Kingsley Widmer (1925–2009) was an American literary critic.

== Life and career ==

Kingsley Widmer was born in Minneapolis on July 17, 1925 and raised in the midwest. He attended the University of Wisconsin and finished his bachelor's degree (1949) and master's (1951) at the University of Minnesota. Widmer completed his doctorate at the University of Washington in 1957. He was a Ford Foundation humanities intern at Reed College in Oregon in 1955 and continued there as an instructor until 1956, when he joined the English faculty of San Diego State College. He became a full professor there in 1967.
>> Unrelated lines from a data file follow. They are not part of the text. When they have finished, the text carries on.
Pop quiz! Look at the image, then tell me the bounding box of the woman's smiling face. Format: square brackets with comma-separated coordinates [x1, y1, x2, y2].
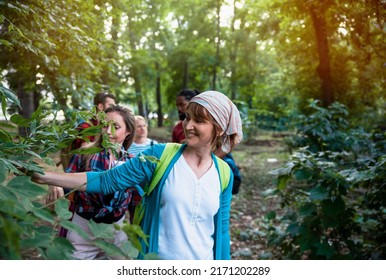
[183, 105, 216, 149]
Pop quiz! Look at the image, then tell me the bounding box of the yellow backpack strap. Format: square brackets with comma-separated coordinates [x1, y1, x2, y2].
[215, 156, 231, 192]
[146, 143, 181, 195]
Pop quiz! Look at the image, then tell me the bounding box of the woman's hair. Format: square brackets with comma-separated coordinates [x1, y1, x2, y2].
[135, 115, 147, 125]
[177, 88, 200, 102]
[93, 92, 117, 106]
[186, 102, 238, 152]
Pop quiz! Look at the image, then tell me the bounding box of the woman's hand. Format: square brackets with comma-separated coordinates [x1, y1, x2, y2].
[46, 185, 65, 209]
[30, 171, 47, 185]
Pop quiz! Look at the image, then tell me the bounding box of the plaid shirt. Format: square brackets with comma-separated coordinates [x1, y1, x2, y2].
[71, 118, 99, 150]
[66, 149, 139, 223]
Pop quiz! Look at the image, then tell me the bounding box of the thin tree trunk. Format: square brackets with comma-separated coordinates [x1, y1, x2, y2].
[309, 6, 334, 106]
[17, 82, 34, 137]
[155, 62, 163, 127]
[183, 60, 189, 89]
[212, 0, 221, 90]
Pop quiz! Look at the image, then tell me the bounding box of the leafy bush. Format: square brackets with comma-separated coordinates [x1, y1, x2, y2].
[264, 100, 385, 259]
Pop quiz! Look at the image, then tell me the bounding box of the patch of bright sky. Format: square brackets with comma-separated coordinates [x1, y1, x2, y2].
[220, 0, 234, 27]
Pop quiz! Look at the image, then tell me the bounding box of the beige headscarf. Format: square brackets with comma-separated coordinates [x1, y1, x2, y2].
[190, 90, 243, 153]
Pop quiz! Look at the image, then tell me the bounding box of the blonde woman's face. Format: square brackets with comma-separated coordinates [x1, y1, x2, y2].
[103, 111, 130, 145]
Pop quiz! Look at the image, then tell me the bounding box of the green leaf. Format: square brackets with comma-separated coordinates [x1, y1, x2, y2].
[121, 223, 148, 251]
[294, 169, 312, 180]
[45, 237, 75, 260]
[93, 239, 125, 259]
[55, 198, 72, 220]
[0, 121, 17, 129]
[31, 207, 55, 223]
[286, 222, 300, 235]
[7, 176, 47, 198]
[0, 84, 20, 107]
[119, 239, 139, 259]
[269, 162, 295, 176]
[0, 200, 30, 220]
[0, 186, 18, 201]
[310, 185, 329, 200]
[88, 220, 115, 239]
[59, 219, 90, 241]
[21, 231, 51, 248]
[10, 114, 30, 127]
[0, 216, 22, 259]
[144, 253, 161, 260]
[142, 155, 160, 163]
[265, 211, 276, 220]
[70, 146, 102, 155]
[299, 203, 317, 216]
[0, 129, 12, 142]
[0, 39, 14, 48]
[315, 241, 335, 259]
[0, 163, 6, 183]
[321, 198, 345, 217]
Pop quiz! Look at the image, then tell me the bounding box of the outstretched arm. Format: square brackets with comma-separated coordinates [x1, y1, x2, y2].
[32, 171, 87, 191]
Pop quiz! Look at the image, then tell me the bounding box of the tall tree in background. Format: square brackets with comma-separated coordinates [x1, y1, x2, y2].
[306, 1, 334, 106]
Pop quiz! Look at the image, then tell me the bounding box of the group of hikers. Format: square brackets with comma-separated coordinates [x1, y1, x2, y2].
[34, 89, 243, 260]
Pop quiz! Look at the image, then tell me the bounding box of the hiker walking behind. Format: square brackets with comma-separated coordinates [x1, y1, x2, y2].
[128, 115, 158, 156]
[171, 88, 200, 143]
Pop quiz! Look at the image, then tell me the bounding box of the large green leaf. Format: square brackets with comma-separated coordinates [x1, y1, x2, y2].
[299, 203, 317, 216]
[10, 114, 30, 127]
[0, 163, 6, 183]
[59, 219, 90, 240]
[31, 207, 55, 224]
[7, 175, 47, 198]
[45, 237, 75, 260]
[0, 84, 20, 107]
[310, 185, 329, 201]
[55, 198, 72, 220]
[88, 219, 115, 239]
[93, 239, 126, 259]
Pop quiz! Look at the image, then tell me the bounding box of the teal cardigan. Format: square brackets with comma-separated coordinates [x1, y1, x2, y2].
[86, 143, 233, 260]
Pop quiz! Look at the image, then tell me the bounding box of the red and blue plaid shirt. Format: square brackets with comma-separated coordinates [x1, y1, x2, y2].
[66, 149, 140, 223]
[71, 118, 99, 149]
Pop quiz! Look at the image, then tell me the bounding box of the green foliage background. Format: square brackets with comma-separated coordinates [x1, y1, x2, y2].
[0, 0, 384, 260]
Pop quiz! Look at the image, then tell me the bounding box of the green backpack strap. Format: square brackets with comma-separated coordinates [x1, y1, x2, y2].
[215, 156, 231, 192]
[146, 143, 181, 195]
[146, 143, 230, 194]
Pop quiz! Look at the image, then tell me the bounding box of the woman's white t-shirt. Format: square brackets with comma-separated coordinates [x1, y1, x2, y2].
[157, 155, 221, 260]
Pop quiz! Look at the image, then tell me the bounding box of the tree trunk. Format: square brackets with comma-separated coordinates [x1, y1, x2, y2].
[183, 60, 189, 89]
[17, 82, 34, 137]
[155, 62, 163, 127]
[309, 6, 334, 107]
[212, 0, 221, 90]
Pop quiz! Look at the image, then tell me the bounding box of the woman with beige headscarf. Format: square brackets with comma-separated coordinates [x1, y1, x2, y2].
[31, 90, 243, 260]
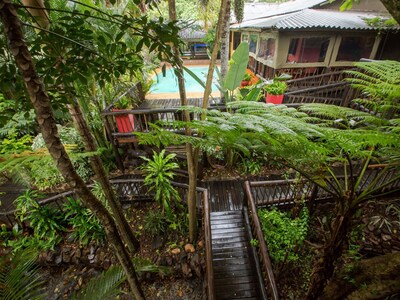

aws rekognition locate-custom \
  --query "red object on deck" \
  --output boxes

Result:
[266,94,284,104]
[114,110,135,133]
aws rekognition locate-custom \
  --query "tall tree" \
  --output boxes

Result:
[220,0,231,81]
[22,0,140,256]
[0,2,144,298]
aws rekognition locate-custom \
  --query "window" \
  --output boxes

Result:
[242,34,249,43]
[287,37,330,63]
[258,37,276,62]
[249,34,258,54]
[336,36,375,61]
[233,32,241,50]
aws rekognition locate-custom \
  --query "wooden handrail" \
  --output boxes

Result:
[244,181,279,300]
[286,70,345,85]
[202,189,215,300]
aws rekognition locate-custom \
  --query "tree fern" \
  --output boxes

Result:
[346,60,400,118]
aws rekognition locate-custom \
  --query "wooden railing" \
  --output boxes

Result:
[0,178,215,298]
[246,166,400,208]
[286,71,348,91]
[244,181,279,300]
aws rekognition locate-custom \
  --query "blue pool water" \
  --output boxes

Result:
[150,66,219,94]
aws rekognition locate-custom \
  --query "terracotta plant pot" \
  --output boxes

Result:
[114,110,135,133]
[266,93,284,104]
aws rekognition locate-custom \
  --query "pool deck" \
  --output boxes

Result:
[146,90,221,100]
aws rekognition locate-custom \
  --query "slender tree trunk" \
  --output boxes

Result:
[306,204,353,299]
[68,103,140,254]
[0,2,144,298]
[168,0,198,241]
[202,0,228,110]
[220,0,231,81]
[380,0,400,24]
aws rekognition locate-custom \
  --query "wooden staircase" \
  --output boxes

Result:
[211,210,264,299]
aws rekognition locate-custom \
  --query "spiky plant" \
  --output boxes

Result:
[346,60,400,118]
[140,150,181,217]
[0,248,45,300]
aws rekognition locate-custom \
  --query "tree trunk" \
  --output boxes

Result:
[68,103,140,254]
[321,252,400,300]
[380,0,400,24]
[306,205,353,299]
[202,0,228,110]
[220,0,231,81]
[168,0,198,242]
[0,2,144,298]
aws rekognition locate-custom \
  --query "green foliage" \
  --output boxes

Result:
[63,197,105,246]
[224,42,250,92]
[31,125,84,151]
[264,81,287,95]
[71,256,171,300]
[346,60,400,119]
[143,210,166,236]
[240,157,263,175]
[233,0,245,23]
[0,248,45,300]
[12,190,65,250]
[70,265,125,300]
[258,207,309,263]
[0,134,32,154]
[243,73,252,81]
[141,150,181,218]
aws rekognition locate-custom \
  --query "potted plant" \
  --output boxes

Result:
[264,80,287,104]
[241,73,252,87]
[113,97,135,133]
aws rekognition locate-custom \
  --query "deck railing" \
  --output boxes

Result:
[244,181,279,300]
[247,167,400,208]
[0,178,215,298]
[286,70,348,91]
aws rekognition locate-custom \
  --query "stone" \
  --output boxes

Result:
[367,223,375,232]
[181,262,192,277]
[171,248,181,255]
[184,243,195,253]
[382,234,392,242]
[197,240,204,249]
[55,255,62,265]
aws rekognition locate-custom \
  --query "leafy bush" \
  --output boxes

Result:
[32,125,84,151]
[12,190,65,250]
[258,207,309,263]
[143,210,166,236]
[0,134,32,154]
[141,150,181,218]
[63,197,105,246]
[240,157,263,175]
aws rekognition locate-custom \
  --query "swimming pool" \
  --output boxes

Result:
[150,66,219,94]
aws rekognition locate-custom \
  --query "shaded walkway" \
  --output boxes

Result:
[205,180,266,299]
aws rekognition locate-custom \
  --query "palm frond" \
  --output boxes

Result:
[70,265,124,300]
[0,248,45,300]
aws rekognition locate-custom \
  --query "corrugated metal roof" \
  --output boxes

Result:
[231,9,395,31]
[231,0,329,23]
[179,28,206,41]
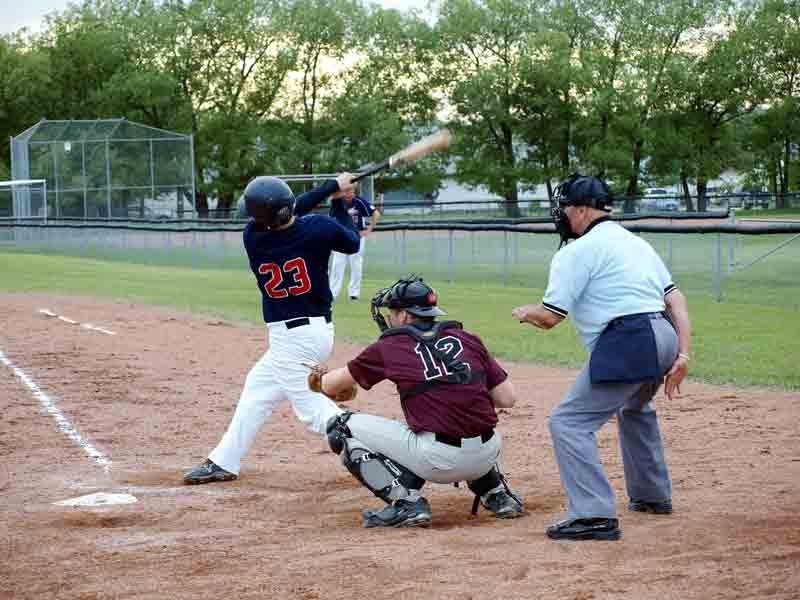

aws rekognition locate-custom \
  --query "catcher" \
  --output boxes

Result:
[308,275,524,528]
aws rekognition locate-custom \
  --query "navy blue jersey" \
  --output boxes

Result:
[330,195,376,231]
[244,180,360,323]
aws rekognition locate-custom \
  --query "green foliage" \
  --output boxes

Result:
[0,0,797,203]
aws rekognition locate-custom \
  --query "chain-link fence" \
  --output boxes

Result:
[1,218,798,305]
[10,119,195,219]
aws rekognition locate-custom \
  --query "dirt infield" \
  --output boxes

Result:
[1,294,798,600]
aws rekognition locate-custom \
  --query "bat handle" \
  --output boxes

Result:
[351,159,390,183]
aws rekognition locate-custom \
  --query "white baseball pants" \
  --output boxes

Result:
[329,237,365,299]
[346,413,502,484]
[208,317,343,474]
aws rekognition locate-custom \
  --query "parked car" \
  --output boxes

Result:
[640,189,680,212]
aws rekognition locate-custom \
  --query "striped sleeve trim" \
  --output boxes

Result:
[664,283,678,296]
[543,302,568,318]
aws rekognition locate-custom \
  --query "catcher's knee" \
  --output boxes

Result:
[341,442,425,503]
[326,412,353,455]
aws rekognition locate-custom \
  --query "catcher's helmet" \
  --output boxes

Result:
[378,275,446,317]
[553,174,613,211]
[371,275,445,331]
[243,176,296,229]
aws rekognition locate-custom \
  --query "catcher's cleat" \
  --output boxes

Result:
[183,459,238,485]
[481,490,524,519]
[628,499,673,514]
[362,497,432,528]
[546,517,621,541]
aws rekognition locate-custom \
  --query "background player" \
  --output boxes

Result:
[184,173,360,484]
[328,187,381,300]
[311,275,524,527]
[512,174,691,541]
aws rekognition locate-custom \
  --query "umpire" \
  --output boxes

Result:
[512,174,692,541]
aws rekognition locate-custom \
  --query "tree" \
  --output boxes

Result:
[434,0,547,217]
[742,0,800,205]
[133,0,295,216]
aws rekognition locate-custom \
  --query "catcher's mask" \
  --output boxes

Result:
[370,275,446,332]
[243,176,296,229]
[552,174,614,247]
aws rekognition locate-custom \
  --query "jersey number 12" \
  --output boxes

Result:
[414,336,468,380]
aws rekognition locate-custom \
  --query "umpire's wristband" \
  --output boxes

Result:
[678,352,690,362]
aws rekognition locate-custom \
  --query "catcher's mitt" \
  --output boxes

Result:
[307,364,358,402]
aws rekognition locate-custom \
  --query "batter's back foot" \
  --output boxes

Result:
[183,459,238,485]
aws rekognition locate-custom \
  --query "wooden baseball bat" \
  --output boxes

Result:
[351,129,453,183]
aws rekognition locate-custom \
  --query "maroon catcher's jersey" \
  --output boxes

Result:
[347,325,507,438]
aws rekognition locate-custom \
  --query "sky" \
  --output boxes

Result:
[0,0,433,34]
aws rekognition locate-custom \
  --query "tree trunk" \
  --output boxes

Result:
[778,137,791,209]
[217,191,234,218]
[195,190,209,219]
[501,123,520,217]
[696,177,708,212]
[503,183,521,218]
[190,113,208,219]
[680,169,694,211]
[624,139,644,213]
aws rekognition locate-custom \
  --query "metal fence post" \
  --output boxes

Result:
[447,230,454,282]
[713,233,723,301]
[667,235,673,272]
[471,231,476,267]
[513,229,519,264]
[728,209,736,272]
[503,231,509,286]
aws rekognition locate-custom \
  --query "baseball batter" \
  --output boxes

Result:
[512,174,692,541]
[328,190,381,300]
[310,276,524,527]
[184,173,360,484]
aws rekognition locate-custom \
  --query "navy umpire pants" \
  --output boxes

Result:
[549,316,678,519]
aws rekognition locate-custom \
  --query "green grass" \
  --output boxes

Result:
[1,250,798,390]
[734,207,800,219]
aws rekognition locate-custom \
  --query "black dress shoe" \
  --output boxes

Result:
[628,499,673,514]
[546,517,621,541]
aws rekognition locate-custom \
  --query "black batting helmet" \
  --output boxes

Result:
[553,174,613,211]
[243,176,296,229]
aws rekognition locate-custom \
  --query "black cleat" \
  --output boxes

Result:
[349,296,359,300]
[628,499,673,514]
[362,498,432,528]
[546,517,621,541]
[482,490,524,519]
[183,459,238,485]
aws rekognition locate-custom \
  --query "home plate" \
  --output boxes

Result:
[54,492,138,507]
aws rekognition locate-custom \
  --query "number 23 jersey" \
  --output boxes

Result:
[347,327,508,438]
[243,214,360,323]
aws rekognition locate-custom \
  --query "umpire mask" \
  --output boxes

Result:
[551,174,613,247]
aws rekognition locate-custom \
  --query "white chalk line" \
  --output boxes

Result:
[39,308,116,335]
[0,350,111,471]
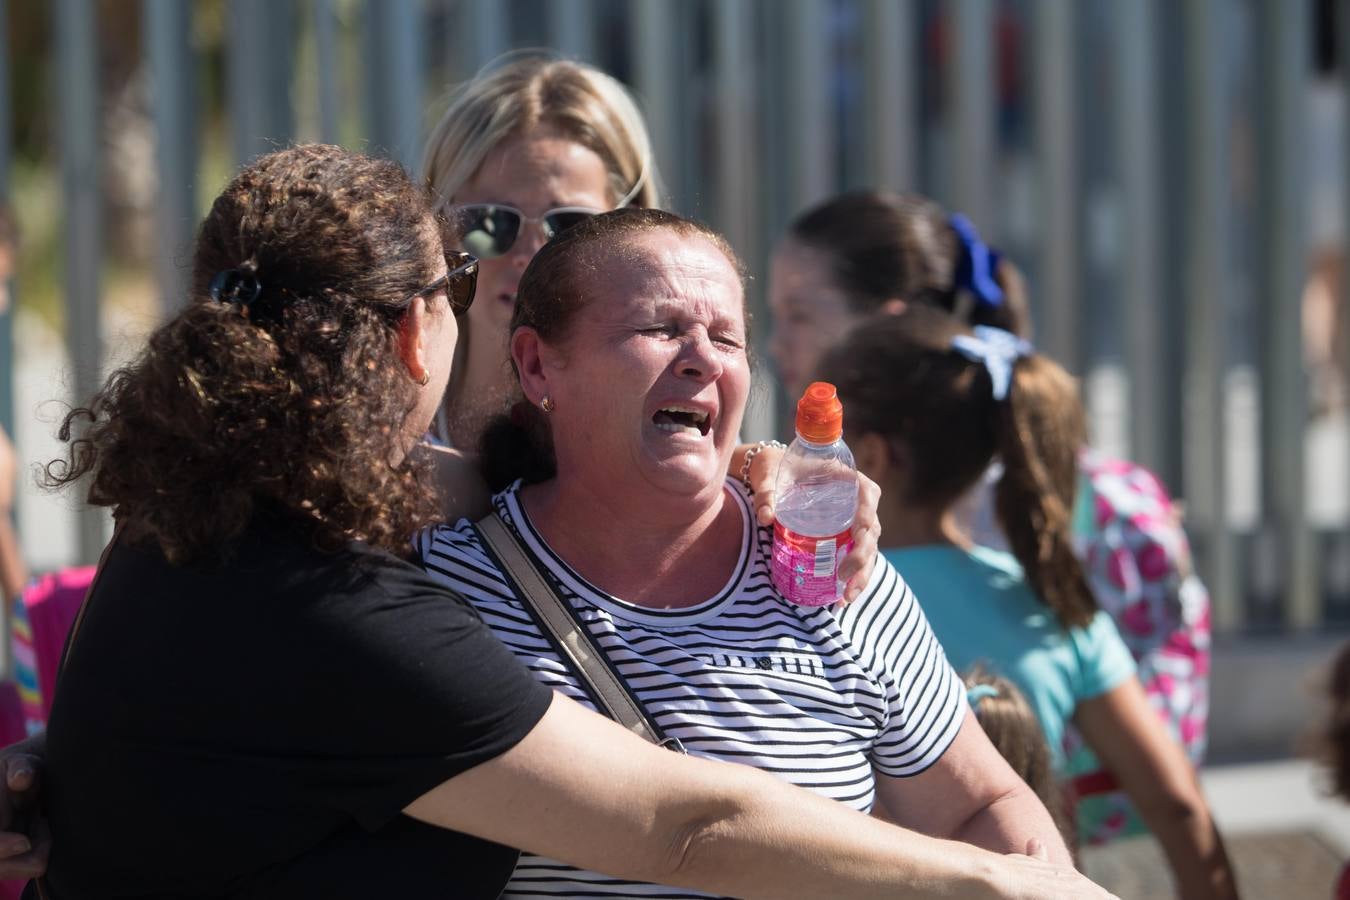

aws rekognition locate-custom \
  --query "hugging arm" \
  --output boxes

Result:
[407,693,1112,900]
Widmer was a visiting professor at UC Berkeley (1960–1961), Simon Fraser University (1967), the University of Nice (1970), SUNY Buffalo (1974), the University of Tulsa (1975, 1976, 1978), and taught literature at universities in Minnesota and Washington as well. He lectured on American literature at Tel Aviv University as a Fulbright scholar in 1963–1964.

== Works ==

- Literary Censorship (1961, Wadsworth, with wife Eleanor Widmer)
- The Art of Perversity: D. H. Lawrence's Shorter Fictions (1962, University of Washington Press)
- Henry Miller: A Critical Study (1963, Twayne, revised 1990)
- The Literary Rebel (1965, Southern Illinois University Press)
- The Experience of Freedom: Censorship and the Teacher (1966, American Federation of Teachers)
- The Ways of Nihilism: A Study of Herman Melville's Short Novels (1970, Ward Ritchie)
- The End of Culture: Essays on Sensibility in Contemporary Society (1975, San Diego State University Press)
- Edges of Extremity: Some Problems of Literary Modernism (1980, University of Tulsa)
- Paul Goodman (1980, Twayne)
- Nathanael West (1982, Twayne)
- Counterings: Utopian Dialectics in Contemporary Contexts (1988, University of Michigan)
- Defiant Desire: Some Dialectical Legacies of D. H. Lawrence (1992, Southern Illinois University Press)

== Personal life ==

Widmer married and had two children. He was an infantryman in the U.S. Army during World War II and an anarchist.